Design of system with 100s of concurrent ETL processes

We would like to use Temporal to orchestrate a large number of ETL transformations of blockchain data. We are a small team, and we want to be able to process 100+ chains, and 10-50 ETLs per chain. Our previous setup was based on a dyanmodb master table → event stream → lambda → dynamodb target tables, however, managing such a large number of services has become a pain. Other issues include losing events after 24 hours, and not being able to replay all events out of the box for new ETLs.

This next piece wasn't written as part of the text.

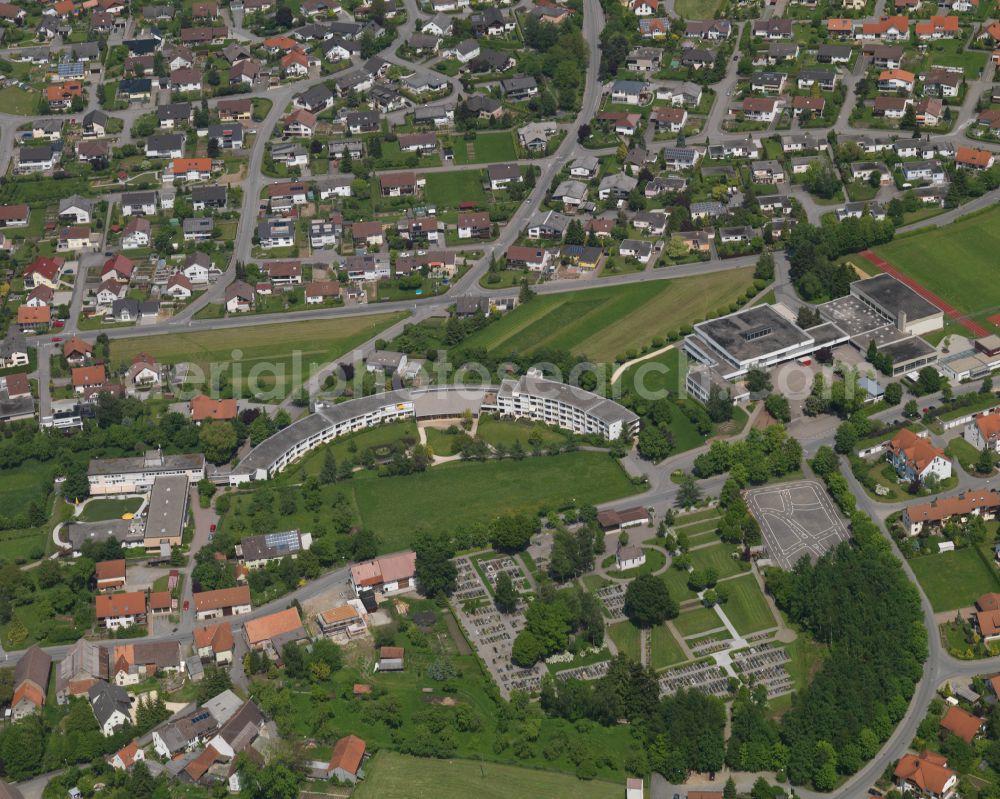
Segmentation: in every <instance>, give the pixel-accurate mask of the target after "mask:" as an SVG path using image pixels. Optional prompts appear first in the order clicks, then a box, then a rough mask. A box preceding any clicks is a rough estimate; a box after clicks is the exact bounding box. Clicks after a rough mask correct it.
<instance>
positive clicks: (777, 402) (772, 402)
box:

It looks like temporal can solve all of that, but we are not confident on the design we should follow. Here is what we have right now:

  • One eternal temporal workflow per chain implemented in Go
  • The workflow calls and awaits on an activity that syncs block-batches to master-table. The activity reports back the last block successfully synced or an error. On success, we call the activity again with the next batch. After a few days, the workflow will catch up with the chain height which grows at 1 block per 12 seconds.
  • We need to process all the blocks added to the master-table through ETL activities. An ETL activity will read data from the master-table, enrich it, transform it, and save it to the target tables (idempotent). We don’t see the point returning the data back to the workflow to decouple transformation from writing. 99% of the time it will be the transform that fails, and if a write fails, we are ok to redo the transform.
  • Every ETL job has its own block height (up to what block# this ETL job has processed blocks without error). ETLs are independent and new ETLs may be added or removed in the future through signals.
  • Every few seconds, we loop through every ETL spec
    • if there is a pending ETL activity for that spec, we ignore/continue. This means that a workflow.goroutine is working on this ETL right now (heartbeating, not timed-out); else
    • else, we check if the current synced block height is > the ETL block height; if it is, we start an activity in a goroutine for the ETL to catch up

The design also includes the following signals/queries

  • Every N blocks, save the ETLS block heights to checkpoints table, so we can inform users if a certain chart is up-to-date or not
  • Every M blocks, flush signals and continue-as-new to clean history
  • On signal, update an ETL’s higher block to force reprocessing blocks in the next run (all writes are idempotent)
  • On signal, add new ETL spec, or remove ETL spec
  • On workflow init, load ETL block heights from checkpoints table; to allow for workflow termination and restart

Workflow design looks good to me, and it’s a good use case! Sounds like as many as 100+ * 50 activities every few seconds—here’s some info on Worker tuning, to make sure you don’t fall behind: Developer's guide - Worker performance | Temporal Documentation

Thank you so much! Off to the races then